Abstract

Bacterial biofilms pose a significant health risk when they grow on devices placed or implanted in the human body. There is a need to develop new materials that can be used as surface coatings on such devices to inhibit biofilm growth. We report on measurements of the biofilm growth rate on a new polymeric material, slippery BMA-EDMA, which can be used as a surface coating for medical devices. Growth rate measurements are also reported for polycarbonate and glass surfaces, for comparison. Measurements are made in a medium shear stress fluid environment. The physical properties of the surfaces are characterized using contact angle, surface roughness, surface skewness and surface kurtosis. Growth rate on the slippery BMA-EDMA is found to be the smallest of the three surfaces. Growth rate is weakly correlated with surface hydrophobicity and surface roughness, while it is strongly correlated with surface skewness and kurtosis.

Highlights

  • Biofilms are structured, matrix-enclosed microbial communities that adhere to a surface or interface and are understood to be the most prevalent form taken by bacteria in natural, industrial and medical aquatic environments [1]

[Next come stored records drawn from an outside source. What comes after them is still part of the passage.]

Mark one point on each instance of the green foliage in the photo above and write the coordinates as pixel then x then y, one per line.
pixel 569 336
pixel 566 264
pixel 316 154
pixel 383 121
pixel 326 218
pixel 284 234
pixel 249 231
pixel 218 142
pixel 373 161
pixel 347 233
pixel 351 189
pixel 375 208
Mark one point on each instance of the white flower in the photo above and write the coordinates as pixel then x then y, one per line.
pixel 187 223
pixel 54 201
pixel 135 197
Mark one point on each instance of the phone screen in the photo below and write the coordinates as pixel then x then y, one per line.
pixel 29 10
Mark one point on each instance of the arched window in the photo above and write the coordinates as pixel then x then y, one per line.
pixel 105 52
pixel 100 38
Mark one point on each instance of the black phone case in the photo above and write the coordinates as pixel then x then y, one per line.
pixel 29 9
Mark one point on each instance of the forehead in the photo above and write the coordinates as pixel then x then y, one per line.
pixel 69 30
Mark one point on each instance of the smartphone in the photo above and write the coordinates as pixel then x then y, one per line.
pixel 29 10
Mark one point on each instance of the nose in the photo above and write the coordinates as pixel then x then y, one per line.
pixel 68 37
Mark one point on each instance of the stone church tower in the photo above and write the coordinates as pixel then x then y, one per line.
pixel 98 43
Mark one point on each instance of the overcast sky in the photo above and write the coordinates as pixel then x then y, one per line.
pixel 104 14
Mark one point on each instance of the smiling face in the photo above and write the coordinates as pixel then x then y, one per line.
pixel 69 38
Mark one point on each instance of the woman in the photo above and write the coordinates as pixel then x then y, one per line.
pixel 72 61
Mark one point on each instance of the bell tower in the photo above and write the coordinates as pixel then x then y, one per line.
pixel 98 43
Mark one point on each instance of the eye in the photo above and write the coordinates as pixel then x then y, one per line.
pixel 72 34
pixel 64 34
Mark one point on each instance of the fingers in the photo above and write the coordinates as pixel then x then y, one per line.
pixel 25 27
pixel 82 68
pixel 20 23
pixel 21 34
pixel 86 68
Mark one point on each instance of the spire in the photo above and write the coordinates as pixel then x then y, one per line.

  • Valquier-Flynn et al Pseudomonas aeruginosa is a common environmental bacterial species of class Bacillus, which acts as an opportunistic pathogen in immune compromised individuals and is involved in a broad spectrum of bacterial infections including infection of tissue in severe burn victims, acute lung infection in cystic-fibrosis patients, and ulcerative keratitis occurring in contact lens users [4]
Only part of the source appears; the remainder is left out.